Nobody but Whandall laughed. The others had barely heard of Yangin-Atep; they couldn’t know his power. Whandall asked, “What stopped you?”
“I saw less evidence of the god every decade. Yangin-Atep must be almost mythical by now, and I could never find where his life is centered. But the hope kept me there much longer than I should have stayed.”
Whandall knew he was staring. “Why didn’t you ask? Yangin-Atep lives in the cook fires!”
And he knew Carver’s look: appalled and amused. Whandall had never learned to hoard information.
Morth paled. “In the fires. I’m a fool. I never asked the thieves!”
They were still arguing when it became impossible not to sleep. Whandall didn’t remember whether he saw flowing rock, but the stone chairs were all stone couches in the morning.
CHAPTER
55
Morth stopped at a shallow rain-etched dip in the rock, damp at the bottom, to pick up a bucket. Then he led them to the edge of an abrupt drop. He pointed down along a bare rock face.
“See the streak where the rock changes color? That’s overflow from the spring.”
Whitey said, “Right.”
Morth dropped over the edge.
Whandall could have caught his robe—would have, were he a child or a friend. But Morth wasn’t falling. He was running down the mountain’s side, weaving through the rubble. Once Whandall would not have believed what he saw. Morth dropped as fast as a falling man, zigzagging toward the gleam of water that marked the spring. He ran past it, dragging the bucket, and was already moving uphill, laughing like a maniac.

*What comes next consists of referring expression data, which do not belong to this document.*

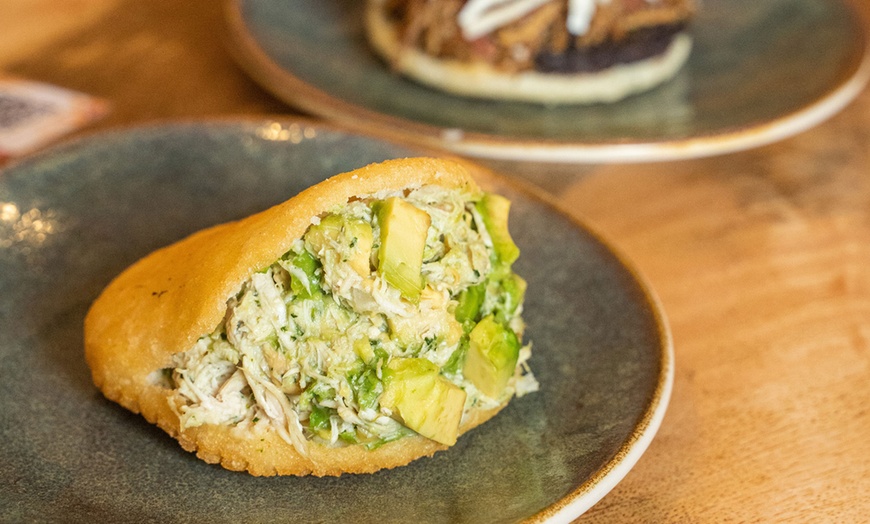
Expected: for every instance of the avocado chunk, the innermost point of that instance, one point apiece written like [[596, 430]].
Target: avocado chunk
[[469, 302], [304, 281], [494, 209], [492, 356], [350, 236], [513, 289], [403, 238], [422, 399]]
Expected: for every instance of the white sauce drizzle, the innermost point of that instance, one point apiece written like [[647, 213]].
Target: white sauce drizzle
[[481, 17]]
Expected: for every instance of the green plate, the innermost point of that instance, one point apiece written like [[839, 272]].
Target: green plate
[[759, 71], [75, 216]]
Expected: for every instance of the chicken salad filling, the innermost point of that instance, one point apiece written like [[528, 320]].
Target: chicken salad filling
[[395, 314]]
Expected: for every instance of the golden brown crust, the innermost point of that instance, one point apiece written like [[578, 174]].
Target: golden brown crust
[[478, 78], [163, 303]]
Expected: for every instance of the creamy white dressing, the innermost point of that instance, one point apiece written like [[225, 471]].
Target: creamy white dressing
[[277, 357], [478, 18]]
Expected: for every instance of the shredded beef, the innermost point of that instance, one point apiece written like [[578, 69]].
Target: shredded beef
[[621, 31]]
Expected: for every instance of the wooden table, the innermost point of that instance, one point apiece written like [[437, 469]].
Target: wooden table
[[761, 259]]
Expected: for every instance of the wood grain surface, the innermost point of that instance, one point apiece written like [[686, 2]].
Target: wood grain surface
[[761, 259]]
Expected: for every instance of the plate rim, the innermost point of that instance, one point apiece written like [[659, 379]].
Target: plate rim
[[287, 87], [594, 488]]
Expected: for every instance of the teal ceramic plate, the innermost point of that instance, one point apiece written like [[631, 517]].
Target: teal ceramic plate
[[74, 217], [760, 71]]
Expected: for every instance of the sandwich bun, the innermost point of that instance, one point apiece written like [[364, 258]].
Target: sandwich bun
[[478, 79], [165, 302]]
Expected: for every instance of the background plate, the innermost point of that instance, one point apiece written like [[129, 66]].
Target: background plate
[[75, 216], [760, 71]]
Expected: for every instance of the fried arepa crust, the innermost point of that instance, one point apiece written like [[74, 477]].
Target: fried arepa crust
[[479, 79], [165, 302]]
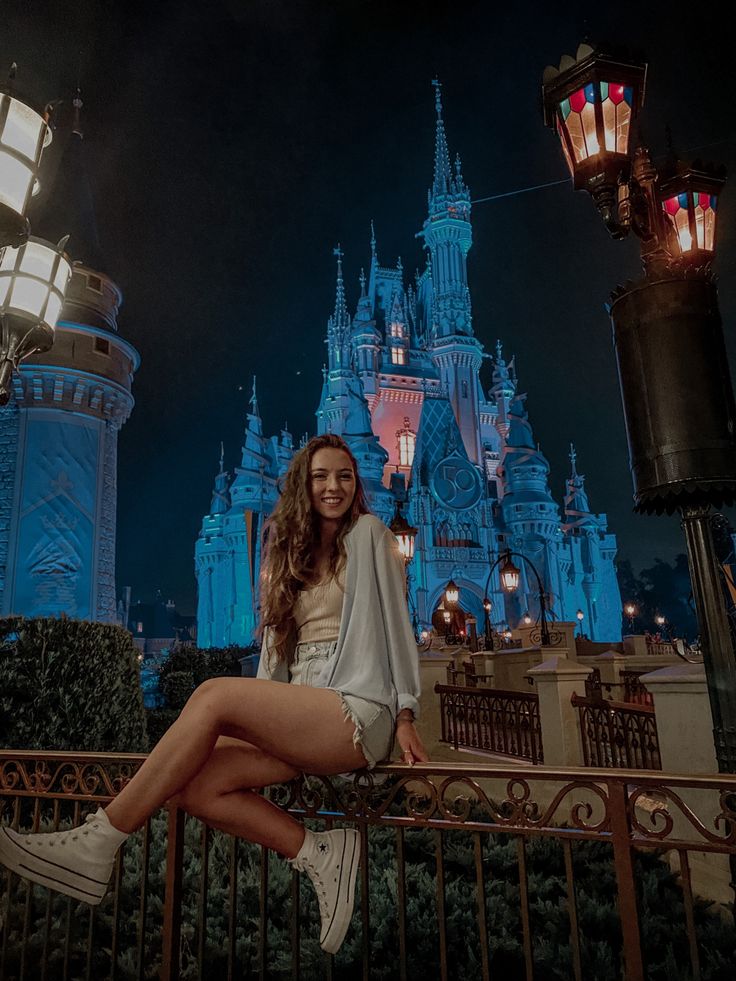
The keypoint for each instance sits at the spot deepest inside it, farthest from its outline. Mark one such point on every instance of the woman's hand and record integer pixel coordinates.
(412, 747)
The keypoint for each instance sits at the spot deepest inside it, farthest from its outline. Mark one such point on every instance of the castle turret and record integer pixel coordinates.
(448, 235)
(212, 564)
(367, 346)
(59, 433)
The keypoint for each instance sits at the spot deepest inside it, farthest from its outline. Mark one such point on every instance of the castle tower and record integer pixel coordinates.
(367, 346)
(59, 432)
(212, 564)
(448, 235)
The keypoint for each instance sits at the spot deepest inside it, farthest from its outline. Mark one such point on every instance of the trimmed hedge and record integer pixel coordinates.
(70, 685)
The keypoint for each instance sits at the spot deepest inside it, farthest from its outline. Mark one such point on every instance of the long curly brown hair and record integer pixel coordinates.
(290, 536)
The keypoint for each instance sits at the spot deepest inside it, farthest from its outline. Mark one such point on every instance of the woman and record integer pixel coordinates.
(338, 678)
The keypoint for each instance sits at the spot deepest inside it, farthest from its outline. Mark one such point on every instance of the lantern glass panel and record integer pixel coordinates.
(22, 129)
(28, 296)
(705, 221)
(15, 179)
(37, 260)
(7, 259)
(63, 274)
(53, 309)
(563, 141)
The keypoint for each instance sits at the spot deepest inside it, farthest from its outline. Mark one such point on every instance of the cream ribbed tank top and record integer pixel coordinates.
(317, 612)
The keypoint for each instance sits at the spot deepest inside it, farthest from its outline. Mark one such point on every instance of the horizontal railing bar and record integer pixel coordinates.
(525, 771)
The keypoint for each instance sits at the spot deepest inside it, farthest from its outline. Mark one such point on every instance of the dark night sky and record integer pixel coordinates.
(233, 144)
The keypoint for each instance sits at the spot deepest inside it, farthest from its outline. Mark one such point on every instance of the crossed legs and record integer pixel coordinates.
(233, 736)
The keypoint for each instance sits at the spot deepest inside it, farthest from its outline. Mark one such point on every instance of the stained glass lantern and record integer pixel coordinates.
(510, 576)
(404, 533)
(24, 133)
(689, 201)
(591, 102)
(33, 281)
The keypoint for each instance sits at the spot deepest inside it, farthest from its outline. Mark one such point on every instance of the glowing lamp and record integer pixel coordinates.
(510, 576)
(33, 281)
(689, 201)
(24, 133)
(591, 101)
(404, 533)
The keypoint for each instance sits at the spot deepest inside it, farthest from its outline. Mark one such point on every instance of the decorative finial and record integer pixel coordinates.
(77, 103)
(437, 96)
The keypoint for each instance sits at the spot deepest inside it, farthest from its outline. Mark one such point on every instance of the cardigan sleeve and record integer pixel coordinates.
(402, 648)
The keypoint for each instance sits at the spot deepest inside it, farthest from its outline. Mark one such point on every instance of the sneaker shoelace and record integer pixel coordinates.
(71, 833)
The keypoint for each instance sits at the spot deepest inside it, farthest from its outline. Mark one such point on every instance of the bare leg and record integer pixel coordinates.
(302, 726)
(243, 812)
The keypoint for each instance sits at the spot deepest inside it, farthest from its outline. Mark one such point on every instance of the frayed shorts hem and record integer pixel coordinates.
(374, 727)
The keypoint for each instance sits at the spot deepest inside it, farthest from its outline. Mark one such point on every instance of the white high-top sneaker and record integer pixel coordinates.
(78, 862)
(330, 859)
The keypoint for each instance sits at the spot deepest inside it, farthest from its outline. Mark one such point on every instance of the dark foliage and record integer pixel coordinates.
(69, 685)
(662, 916)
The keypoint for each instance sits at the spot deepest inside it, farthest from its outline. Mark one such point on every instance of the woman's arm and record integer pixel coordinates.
(402, 648)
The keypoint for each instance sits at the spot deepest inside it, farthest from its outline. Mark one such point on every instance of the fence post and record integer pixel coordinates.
(555, 681)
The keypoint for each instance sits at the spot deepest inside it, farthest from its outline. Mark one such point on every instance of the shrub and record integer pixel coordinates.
(70, 685)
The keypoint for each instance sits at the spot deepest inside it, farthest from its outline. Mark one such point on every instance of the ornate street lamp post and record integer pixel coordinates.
(405, 536)
(666, 330)
(33, 274)
(630, 611)
(581, 616)
(510, 578)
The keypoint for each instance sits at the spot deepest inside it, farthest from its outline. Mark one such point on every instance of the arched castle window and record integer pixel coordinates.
(407, 440)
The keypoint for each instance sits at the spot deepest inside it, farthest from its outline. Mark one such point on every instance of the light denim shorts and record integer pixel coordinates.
(374, 724)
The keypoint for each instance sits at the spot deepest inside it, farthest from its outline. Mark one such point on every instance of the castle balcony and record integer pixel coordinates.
(467, 871)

Water splashed up after him. Morth led it, still faster than a man, but he had been moving faster yesterday.
The men threw themselves backward as the wave came over the crest. Morth ran across the dip, em
ptying his bucket halfway, then turned and gestured. The wave crashed into the dip.

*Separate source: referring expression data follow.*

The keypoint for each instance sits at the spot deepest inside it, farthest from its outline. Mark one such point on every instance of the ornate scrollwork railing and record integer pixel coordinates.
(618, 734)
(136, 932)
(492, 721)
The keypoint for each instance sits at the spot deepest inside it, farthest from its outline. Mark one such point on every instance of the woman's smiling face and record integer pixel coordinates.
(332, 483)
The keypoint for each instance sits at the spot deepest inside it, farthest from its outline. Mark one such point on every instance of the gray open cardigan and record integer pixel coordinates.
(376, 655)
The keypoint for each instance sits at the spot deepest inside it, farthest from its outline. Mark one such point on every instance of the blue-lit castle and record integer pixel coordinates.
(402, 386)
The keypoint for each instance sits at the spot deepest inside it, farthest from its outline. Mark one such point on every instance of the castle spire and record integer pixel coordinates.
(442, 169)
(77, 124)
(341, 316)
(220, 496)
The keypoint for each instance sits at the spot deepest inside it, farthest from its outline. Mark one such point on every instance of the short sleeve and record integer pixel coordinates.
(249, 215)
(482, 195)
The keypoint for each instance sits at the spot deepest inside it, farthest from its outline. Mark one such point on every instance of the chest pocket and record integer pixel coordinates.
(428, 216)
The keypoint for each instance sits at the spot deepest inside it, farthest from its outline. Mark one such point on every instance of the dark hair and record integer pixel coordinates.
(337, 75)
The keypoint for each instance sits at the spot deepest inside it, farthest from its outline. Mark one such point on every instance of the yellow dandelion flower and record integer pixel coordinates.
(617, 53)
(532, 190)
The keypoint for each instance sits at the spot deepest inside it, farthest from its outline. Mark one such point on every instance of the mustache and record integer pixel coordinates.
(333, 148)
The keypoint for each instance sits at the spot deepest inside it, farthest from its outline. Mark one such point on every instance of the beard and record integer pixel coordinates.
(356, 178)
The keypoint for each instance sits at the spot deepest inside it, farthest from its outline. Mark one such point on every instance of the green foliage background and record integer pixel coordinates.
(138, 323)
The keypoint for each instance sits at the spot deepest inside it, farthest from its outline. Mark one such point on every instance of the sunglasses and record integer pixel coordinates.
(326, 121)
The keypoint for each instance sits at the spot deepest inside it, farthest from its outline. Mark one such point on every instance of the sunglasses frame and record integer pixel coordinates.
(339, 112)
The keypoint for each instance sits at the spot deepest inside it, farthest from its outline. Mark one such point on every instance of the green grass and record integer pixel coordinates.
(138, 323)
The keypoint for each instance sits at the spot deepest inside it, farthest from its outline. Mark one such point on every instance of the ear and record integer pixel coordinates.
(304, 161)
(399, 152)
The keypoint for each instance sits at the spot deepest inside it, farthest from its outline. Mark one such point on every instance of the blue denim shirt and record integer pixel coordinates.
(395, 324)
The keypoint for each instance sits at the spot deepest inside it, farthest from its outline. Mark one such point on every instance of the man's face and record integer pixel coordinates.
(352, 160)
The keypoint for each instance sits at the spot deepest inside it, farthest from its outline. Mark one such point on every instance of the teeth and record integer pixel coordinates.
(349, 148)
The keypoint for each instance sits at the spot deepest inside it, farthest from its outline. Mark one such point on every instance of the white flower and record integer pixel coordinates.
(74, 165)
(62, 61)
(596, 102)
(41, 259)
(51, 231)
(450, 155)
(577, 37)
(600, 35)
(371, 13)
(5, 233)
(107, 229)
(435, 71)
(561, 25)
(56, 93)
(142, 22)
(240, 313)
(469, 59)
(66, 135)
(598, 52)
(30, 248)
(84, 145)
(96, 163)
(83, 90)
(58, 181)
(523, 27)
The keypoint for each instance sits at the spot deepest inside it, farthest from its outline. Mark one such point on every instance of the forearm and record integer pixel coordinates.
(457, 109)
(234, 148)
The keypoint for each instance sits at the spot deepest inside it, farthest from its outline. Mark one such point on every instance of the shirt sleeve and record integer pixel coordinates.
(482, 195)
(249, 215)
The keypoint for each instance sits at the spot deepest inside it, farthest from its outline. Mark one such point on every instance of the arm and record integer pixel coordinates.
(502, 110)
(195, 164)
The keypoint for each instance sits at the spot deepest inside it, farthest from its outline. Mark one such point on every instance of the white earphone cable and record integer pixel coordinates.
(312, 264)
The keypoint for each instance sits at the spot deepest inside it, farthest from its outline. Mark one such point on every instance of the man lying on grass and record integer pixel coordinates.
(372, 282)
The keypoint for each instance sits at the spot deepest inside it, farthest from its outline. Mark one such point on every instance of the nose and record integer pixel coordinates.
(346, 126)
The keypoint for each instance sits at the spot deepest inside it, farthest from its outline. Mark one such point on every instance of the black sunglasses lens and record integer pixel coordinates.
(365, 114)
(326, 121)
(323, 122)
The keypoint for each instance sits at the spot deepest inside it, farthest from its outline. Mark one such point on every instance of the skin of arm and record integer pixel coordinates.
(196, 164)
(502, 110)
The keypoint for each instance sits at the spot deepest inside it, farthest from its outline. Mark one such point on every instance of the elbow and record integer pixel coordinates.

Morth was panting hard as they came up, but he was laughing too. Water half filled the dip. It lay almost still, rippling as if in a strong wind.
Whitey asked, “Wouldn’t you love to be watching, first time he tried that?”
“I take it you can’t trap it?” Whandall asked Morth.
“No, and enchanting the spring doesn’t trap it either. A water elemental is a fundamental thing, and exceedingly slippery.”
“All right. If this works, you’ll owe Puma Tribe and my family too. Puma you can pay in refined gold,” Whandall said. “Right, Whitey?”
Whitey nodded. “But ask Lilac. We change any oaths by mutual agreement only.”
“My family might ask other things,” Whandall said. “Tattoos, for instance. If we can get you as far as Road’s End, the New Castle will ask three boons.”
“I don’t believe I can duplicate that tattoo.”
Green Stone’s disappointment didn’t show at all. The boy was a natural trader. Whandall said. “We’ll think of something. You pay in magic. Three tasks.”
“I offered one.”
“Did I accept? It got pretty sleepy last night.”
Morth looked into Whandall’s grin and decided not to make that claim. He said, “One when I’m free of the mountain. One at Road’s End. One when the sprite is myth.”
“Morth, you have no reason to think you can myth out a water elemental!”
Morth said nothing.
It’s two wishes, then. “Done. It’s… midmorning? And the sprite wouldn’t stop us from going down? Whitey?”
“It stops Morth. Only trouble I ever had,” the Puma said, “I tried to stop at the spring for a drink. Wagonmaster, I still think you should have taken gold. Wizard, we’ll be down before nightfall. The wagon will move at first light, north to the trail and then east. We don’t stop.”
“If I don’t get down alive, the talisman box is yours, and the provisions in it. I renewed the spell. I’ll enchant this one too before I go down.”